The character who came into my life 16½ years ago is called Jonathan Joe, nicknamed The Runner. He’s an Indigenous Canadian who has been brutally abused, dismissed, and marginalized by a callous, entitled, ill-informed, self-satisfied white society that has labelled him hallucinatory, schizophrenic, at risk of violence. But The Runner is none of these things. He’s a shining example of a fabulously successful human phenotype that, starting about three million years ago, took over the world. And he has one amazing talent: He has visions that let him detect corpses underwater. The visions he experiences are not delusions, but rather beautifully encoded summaries of reality that his brain automatically generates, to help him deal with life. It is a mode of thought so ancient that, in today’s digital-virtual-instantaneous-technoscientific world, it has nearly vanished.
Seen in this way, outside of white ethnocentrism, The Runner is perfectly normal. It’s in the world he finds himself, our world today, that he’s abnormal. I believe it is one function of SF, science fiction or speculative fiction, to reveal such anomalies – to make its readers re-examine their suppositions and prejudices – to think. In this case: Maybe these people whom we’ve marginalized aren’t the dregs of society. Maybe they’re its former lords and current prophets.

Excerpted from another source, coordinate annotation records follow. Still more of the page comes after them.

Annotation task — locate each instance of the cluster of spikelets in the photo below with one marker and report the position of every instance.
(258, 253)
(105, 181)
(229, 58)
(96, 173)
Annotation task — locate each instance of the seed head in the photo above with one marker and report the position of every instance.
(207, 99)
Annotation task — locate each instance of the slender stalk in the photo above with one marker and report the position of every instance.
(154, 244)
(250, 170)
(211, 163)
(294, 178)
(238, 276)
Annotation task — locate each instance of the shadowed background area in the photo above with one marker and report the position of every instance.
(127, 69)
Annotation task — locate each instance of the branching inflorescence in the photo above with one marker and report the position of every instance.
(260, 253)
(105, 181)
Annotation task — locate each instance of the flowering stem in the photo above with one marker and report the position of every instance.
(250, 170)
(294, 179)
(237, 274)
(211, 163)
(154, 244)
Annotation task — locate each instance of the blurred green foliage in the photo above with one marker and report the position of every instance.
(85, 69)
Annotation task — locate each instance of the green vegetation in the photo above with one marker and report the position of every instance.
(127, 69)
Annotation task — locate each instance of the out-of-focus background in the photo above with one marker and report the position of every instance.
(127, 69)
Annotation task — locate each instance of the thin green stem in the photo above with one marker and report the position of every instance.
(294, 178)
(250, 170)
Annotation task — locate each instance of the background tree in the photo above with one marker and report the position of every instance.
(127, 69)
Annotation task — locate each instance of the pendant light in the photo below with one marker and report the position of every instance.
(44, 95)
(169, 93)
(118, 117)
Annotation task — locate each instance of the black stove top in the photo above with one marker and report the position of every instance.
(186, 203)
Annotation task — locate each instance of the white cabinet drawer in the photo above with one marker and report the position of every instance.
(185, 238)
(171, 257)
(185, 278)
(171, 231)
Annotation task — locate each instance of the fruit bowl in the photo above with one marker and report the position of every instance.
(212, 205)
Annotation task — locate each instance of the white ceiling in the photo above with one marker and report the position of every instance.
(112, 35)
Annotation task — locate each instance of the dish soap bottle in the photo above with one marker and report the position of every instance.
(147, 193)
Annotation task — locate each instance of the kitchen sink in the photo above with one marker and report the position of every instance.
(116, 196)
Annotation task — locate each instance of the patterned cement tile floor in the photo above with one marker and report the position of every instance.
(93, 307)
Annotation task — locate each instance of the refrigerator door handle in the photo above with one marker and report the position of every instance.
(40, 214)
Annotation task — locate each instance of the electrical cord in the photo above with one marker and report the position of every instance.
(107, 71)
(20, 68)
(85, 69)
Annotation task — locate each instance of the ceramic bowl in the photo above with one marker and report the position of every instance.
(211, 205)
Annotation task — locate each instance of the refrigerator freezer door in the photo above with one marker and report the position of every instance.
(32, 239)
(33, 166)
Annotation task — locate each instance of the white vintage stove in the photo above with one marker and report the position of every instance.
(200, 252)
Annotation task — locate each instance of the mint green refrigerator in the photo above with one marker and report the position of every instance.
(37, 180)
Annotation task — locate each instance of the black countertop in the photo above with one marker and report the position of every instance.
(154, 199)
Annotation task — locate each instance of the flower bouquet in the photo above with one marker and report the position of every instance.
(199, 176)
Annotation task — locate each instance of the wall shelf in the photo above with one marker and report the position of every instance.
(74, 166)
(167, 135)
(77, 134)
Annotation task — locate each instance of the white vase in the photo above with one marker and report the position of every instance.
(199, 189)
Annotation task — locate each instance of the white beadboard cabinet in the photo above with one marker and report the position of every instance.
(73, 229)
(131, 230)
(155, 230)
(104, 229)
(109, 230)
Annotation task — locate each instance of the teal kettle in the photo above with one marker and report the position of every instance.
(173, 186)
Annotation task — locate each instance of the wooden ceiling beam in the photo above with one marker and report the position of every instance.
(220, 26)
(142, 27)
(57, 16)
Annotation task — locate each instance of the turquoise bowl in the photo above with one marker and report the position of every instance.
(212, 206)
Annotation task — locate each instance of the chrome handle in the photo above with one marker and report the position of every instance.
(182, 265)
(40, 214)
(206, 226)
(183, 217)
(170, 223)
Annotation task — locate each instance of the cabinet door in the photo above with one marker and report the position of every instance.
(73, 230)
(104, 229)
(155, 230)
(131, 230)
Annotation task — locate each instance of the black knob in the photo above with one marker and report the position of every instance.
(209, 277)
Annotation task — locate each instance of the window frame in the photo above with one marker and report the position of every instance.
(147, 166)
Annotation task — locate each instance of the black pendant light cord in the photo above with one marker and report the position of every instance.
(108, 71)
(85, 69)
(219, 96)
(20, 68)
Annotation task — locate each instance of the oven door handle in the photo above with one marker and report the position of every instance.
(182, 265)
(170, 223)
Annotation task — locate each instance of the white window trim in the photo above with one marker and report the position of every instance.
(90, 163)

What I’ve tabled here is an inspiration; the unsought appearance of an idea that surfaces from a writer’s deep subconscious to her or his conscious mind. You cannot command an inspiration. As the Abrahamic traditions say, the Spirit bloweth where it listeth: inspiration goes where it wants, never mind anyone’s demands and expectations. And as Toronto’s very own Robertson Davies had it, writers don’t get an idea: an idea gets them. The Runner, like every one of his character-colleagues, visits whom he pleases, when he pleases, for as long as he pleases: full stop. Like all fictional characters, he is an ambassador from another realm.
But – take note, budding novelists – if you cannot insist on such ambassadorial visits, you can maximize their likelihood. Open the door to them. Not compel, not summon, but seduce. You can create a place within yourself into which characters are likely to materialize. You can, in that wonderful phrase, invite the soul. Each author must find the best way to do this, but in my case it involves building in unstructured time, alone time. Time when I can, as the song says, watch the smoke rings rise in the air. Walking is good for this. It gets the blood flowing and, it’s been experimentally proven, is better at relieving anxiety than selective serotonin re-uptake inhibitors such as Zoloft.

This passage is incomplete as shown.